The UW Medical Center declined to confer about Garon’s case specifically, but released a statement saying: “Although sanatory marijuana may be an issue in rare cases, it is the sole determinant in arriving at medical decisions about candidates for organ transplants, and whether a patient is listed. Patients with a reasonable chance of survival and a good outcome, given a variety of factors, are listed.”
The statement also noted that there are about 98,000 patients waiting for organs in the United States and only 6,000 donors available.
Hiatt said Friday that UW was being “completely disingenuous” about the carry denial: “They denied him for the cause that of medical-marijuana use,” he said. “They gain a shortage of organs, and they’re using moral judgments to decide who gets any.”
Garon had been in the hospice for brace months. His savant at Harborview Medical Center told him she wouldn’t put in his paperwork for transplant cause at UW until he avoided pot on this account that six months, Hiatt said. The university soon offered to reconsider if he enrolled in a 60-day drug-treatment program, but his liver disease was too advanced by then for him to last that long, doctors told him. The university-hospital committee agreed to reconsider its settlement, then denied him once more.
Because of the scarcity of donated organs, plant in a new place committees like as the one at the UW Medical Center be beneath the necessity tough standards for deciding who should get them. Does a candidate have other serious health problems? Will he or she religiously take anti-rejection medicines? Is in that place good family support? Is the candidate probable to drink or do drugs? And what about therapeutical marijuana authorized by a doctor?
“Most transplant centers struggle with issues of how to deal with clan who are known to practice marijuana, whether or not it’s by a doctor’s prescription,” said Dr. Robert Sade, director of the Institute of Human Values in Health Care at the Medical University of South Carolina. “Marijuana, unlike alcohol, has none direct force on the liver. It is, but, a make uneasy … in that it’s a potential indicator of an addictive personality.”
Garon’s girlfriend, Leisa Bueno, of Olympia, said Garon had not used other drugs or alcohol since he was diagnosed with hepatitis in 2001.
The Virginia-based United Network for Organ Sharing, which oversees the commonwealth’s transpose system, leaves it to individual hospitals to develop criteria for transplant candidates. At some, people who application “illicit substances”
At others, such as the UCLA Medical Center, patients are given a jeopardy to reapply if they stay clean for six months. Marijuana use is unlicensed under founded on law.
Typically, doctors don’t realize that authorizing marijuana use for nausea or other disease complications may jeopardize their assiduous’s chance for a transplant, said Peggy Stewart, a clinical social handicraftsman on the liver-transplant team at UCLA who has researched the issue.
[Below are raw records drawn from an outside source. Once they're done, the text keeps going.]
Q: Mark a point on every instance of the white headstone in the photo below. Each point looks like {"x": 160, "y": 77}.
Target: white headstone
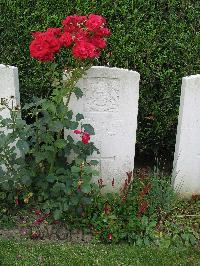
{"x": 110, "y": 105}
{"x": 9, "y": 87}
{"x": 9, "y": 91}
{"x": 186, "y": 171}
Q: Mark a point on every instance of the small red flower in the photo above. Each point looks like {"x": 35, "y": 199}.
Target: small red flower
{"x": 145, "y": 190}
{"x": 17, "y": 201}
{"x": 85, "y": 137}
{"x": 129, "y": 175}
{"x": 56, "y": 222}
{"x": 38, "y": 212}
{"x": 113, "y": 182}
{"x": 100, "y": 182}
{"x": 142, "y": 208}
{"x": 35, "y": 234}
{"x": 110, "y": 236}
{"x": 106, "y": 208}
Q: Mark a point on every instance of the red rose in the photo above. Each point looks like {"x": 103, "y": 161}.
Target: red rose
{"x": 66, "y": 39}
{"x": 38, "y": 212}
{"x": 17, "y": 201}
{"x": 95, "y": 22}
{"x": 56, "y": 32}
{"x": 82, "y": 35}
{"x": 99, "y": 42}
{"x": 85, "y": 137}
{"x": 103, "y": 32}
{"x": 40, "y": 50}
{"x": 110, "y": 236}
{"x": 113, "y": 182}
{"x": 77, "y": 131}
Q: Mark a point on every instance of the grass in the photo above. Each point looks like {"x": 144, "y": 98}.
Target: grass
{"x": 32, "y": 253}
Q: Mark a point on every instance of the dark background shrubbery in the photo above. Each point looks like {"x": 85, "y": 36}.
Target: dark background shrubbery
{"x": 159, "y": 39}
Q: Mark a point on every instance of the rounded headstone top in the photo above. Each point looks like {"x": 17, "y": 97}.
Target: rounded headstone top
{"x": 111, "y": 72}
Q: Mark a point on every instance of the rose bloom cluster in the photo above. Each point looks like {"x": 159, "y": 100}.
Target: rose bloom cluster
{"x": 85, "y": 137}
{"x": 85, "y": 35}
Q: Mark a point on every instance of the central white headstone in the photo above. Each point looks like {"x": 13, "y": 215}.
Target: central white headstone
{"x": 110, "y": 105}
{"x": 9, "y": 88}
{"x": 186, "y": 172}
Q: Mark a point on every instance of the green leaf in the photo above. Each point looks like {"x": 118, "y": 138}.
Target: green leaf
{"x": 69, "y": 114}
{"x": 79, "y": 117}
{"x": 26, "y": 180}
{"x": 51, "y": 178}
{"x": 85, "y": 187}
{"x": 94, "y": 162}
{"x": 88, "y": 128}
{"x": 23, "y": 146}
{"x": 73, "y": 125}
{"x": 70, "y": 139}
{"x": 60, "y": 143}
{"x": 1, "y": 172}
{"x": 75, "y": 169}
{"x": 78, "y": 92}
{"x": 57, "y": 214}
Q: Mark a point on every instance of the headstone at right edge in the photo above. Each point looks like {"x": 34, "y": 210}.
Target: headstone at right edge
{"x": 186, "y": 167}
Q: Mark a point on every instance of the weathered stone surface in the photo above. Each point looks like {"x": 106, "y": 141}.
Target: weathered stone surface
{"x": 186, "y": 171}
{"x": 110, "y": 105}
{"x": 9, "y": 87}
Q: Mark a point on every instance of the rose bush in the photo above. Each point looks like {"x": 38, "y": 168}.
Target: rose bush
{"x": 43, "y": 176}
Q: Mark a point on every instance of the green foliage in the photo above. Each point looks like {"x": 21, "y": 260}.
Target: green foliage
{"x": 46, "y": 169}
{"x": 159, "y": 39}
{"x": 33, "y": 253}
{"x": 145, "y": 212}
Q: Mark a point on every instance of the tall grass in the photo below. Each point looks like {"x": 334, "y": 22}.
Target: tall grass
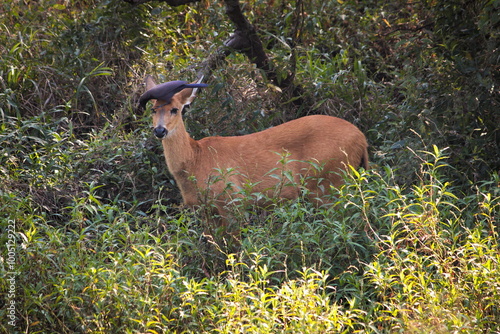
{"x": 94, "y": 239}
{"x": 382, "y": 258}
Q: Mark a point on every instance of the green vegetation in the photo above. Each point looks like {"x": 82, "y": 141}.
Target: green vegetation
{"x": 94, "y": 240}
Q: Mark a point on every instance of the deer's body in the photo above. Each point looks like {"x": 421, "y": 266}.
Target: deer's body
{"x": 313, "y": 148}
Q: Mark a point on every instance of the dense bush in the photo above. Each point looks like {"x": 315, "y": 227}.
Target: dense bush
{"x": 93, "y": 237}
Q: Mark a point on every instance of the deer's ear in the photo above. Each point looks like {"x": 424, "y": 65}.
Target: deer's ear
{"x": 150, "y": 83}
{"x": 189, "y": 94}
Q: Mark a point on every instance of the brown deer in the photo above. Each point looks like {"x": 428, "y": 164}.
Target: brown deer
{"x": 316, "y": 149}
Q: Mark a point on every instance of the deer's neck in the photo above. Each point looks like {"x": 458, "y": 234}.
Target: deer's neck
{"x": 179, "y": 150}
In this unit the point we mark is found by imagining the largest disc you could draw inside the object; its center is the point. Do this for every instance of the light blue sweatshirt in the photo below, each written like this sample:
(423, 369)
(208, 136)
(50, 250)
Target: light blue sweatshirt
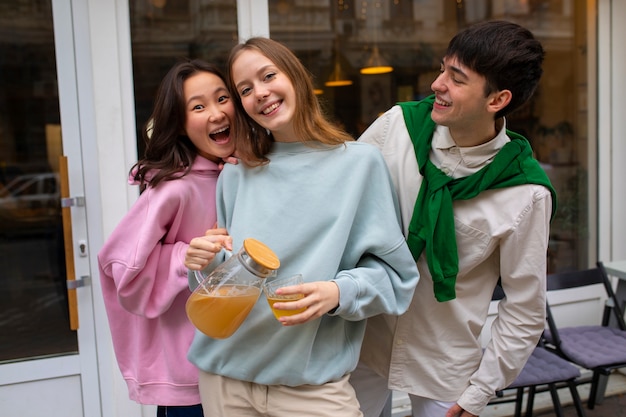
(329, 213)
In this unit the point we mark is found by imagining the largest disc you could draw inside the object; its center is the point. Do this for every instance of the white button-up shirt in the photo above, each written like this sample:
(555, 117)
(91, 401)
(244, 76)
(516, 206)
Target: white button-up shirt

“There needs to be some kind of general eligibility criteria so that everyone will discern what the rules are,” Stewart said.
The patients “are trusting their physician to do the not crooked thing. The physician prescribes marijuana, they take the marijuana, and they are shocked that this is now the extremity result.”
No any tracks in what way multitude patients are denied transplants over medical-marijuana use. Pro-marijuana groups have cited a maniple of cases, including at least sum of two units patient deaths, in Oregon and California, since the mid- to late 1990s, when states began adopting medical-marijuana laws.
Another Seattle-area patient, Jonathan Simchen, 33, of Fife, Pierce County, said he was rejected as a kidney-transplant candidate at Virginia Mason and told through the UW that he will not be listed until he abstains from pot for six months.
Simchen said he uses marijuana to control his blood pressure and to stimulate his appetite, which is disrupted by dialysis.